Eleven Ways to Love: Essays

 People have been telling their love stories for thousands of years. It is the greatest common human experience. And yet, love stories coach us to believe that love is selective, somehow, that it can be boxed in and easily defined. This is a collection of eleven remarkable essays that widen the frame of reference: transgender romance; body image issues; race relations; disability; polyamory; class differences; queer love; long distance; caste; loneliness; the single life; the bad boy syndrome . . . and so much more.

 

The Golden Gate

John, a young and successful engineer, finds his life boring outside his work and calls his ex-girlfriend Janet and grieves his loveless life. Janet agrees to help out John by finding him a date and advertises for the same in a local newspaper. Liz, a lawyer by profession responds to the ad. John and Liz hit it off instantly and very soon find themselves living together.
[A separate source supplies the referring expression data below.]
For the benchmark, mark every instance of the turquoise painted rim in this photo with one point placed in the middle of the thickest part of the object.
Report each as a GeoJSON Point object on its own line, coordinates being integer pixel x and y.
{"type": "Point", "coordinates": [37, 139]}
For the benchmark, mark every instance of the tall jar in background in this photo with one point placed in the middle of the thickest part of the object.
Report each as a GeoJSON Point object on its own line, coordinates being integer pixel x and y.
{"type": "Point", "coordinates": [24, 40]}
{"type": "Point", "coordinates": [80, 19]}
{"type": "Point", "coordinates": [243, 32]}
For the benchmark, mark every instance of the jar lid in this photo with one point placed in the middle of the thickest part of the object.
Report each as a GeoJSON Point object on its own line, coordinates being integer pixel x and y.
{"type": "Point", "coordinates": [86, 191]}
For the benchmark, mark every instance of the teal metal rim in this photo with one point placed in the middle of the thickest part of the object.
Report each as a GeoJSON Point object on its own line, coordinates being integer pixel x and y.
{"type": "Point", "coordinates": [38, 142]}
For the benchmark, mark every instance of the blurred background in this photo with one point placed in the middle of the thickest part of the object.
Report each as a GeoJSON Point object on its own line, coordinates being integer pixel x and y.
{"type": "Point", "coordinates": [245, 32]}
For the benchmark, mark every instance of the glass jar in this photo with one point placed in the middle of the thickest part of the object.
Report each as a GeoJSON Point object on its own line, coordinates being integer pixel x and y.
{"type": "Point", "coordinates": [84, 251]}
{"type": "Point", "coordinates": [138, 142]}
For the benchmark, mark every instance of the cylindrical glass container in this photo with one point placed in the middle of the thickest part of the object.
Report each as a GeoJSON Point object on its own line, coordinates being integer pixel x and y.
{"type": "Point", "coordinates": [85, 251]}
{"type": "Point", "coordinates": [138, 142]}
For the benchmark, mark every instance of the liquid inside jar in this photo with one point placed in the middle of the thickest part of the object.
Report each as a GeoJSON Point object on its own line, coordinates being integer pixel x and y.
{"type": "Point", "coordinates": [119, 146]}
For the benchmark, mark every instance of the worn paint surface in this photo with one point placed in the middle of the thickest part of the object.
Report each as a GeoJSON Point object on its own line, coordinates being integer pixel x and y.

Phil, a close friend of John, is a divorcee who lives with his son and raises his voice against nuclear weapons. When Phil attends the party at Liz’ family, he finds Ed, Liz’ brother and both fall in love. Set in the nostalgic era of 1980s, The Golden Gate trails the story of a group of youth living in San Francisco, who embark on a journey of interpreting life, in search of adventure, trying to understand the meaning of love.

 

Funny Boy

Arjie is a ‘funny boy’ who prefers dressing as a girl. This novel follows the life of his family through Arjie’s eyes as he struggles to come to terms both with his own homosexuality and with the racism of the society in which he lives. In the north of Sri Lanka there’s a war going on between the army and the Tamil Tigers, and gradually it begins to encroach on the family’s comfortable life. Sporadic acts of violence flare into full-scale riots and lead, ultimately, to tragedy.

 

Call Me By Your Name

Andre Aciman’s Call Me by Your Name is the story of a sudden and powerful romance that blossoms between an adolescent boy and a summer guest at his parents’ cliffside mansion on the Italian Riviera. Each is unprepared for the consequences of their attraction, when, during the restless summer weeks, unrelenting currents of obsession, fascination, and desire intensify their passion and test the charged ground between them. Recklessly, the two verge toward the one thing both fear they may never truly find again: total intimacy. It is an instant classic and one of the great love stories of our time.

 

Love After Love: A Novel

 After Betty Ramdin’s husband dies, she invites a colleague, Mr. Chetan, to move in with her and her son, Solo. Over time, the three become a family, loving each other deeply and depending upon one another. Then, one fateful night, Solo overhears Betty confiding in Mr. Chetan and learns a secret that plunges him into torment. Solo flees Trinidad for New York to carve out a lonely existence as an undocumented immigrant, and Mr. Chetan remains the singular thread holding mother and son together. But soon, Mr. Chetan’s own burdensome secret is revealed, with heartbreaking consequences. Love After Love interrogates love and family in all its myriad meanings and forms, asking how we might exchange an illusory love for one that is truly fulfilling.
Simon Vs. The Homo Sapiens Agenda

Straight people should have to come out too. And the more awkward it is, the better.
Simon Spier is sixteen and trying to work out who he is – and what he’s looking for.
But when one of his emails to the very distracting Blue falls into the wrong hands, things get all kinds of complicated.
Because, for Simon, falling for Blue is a big deal …It’s a holy freaking huge awesome deal.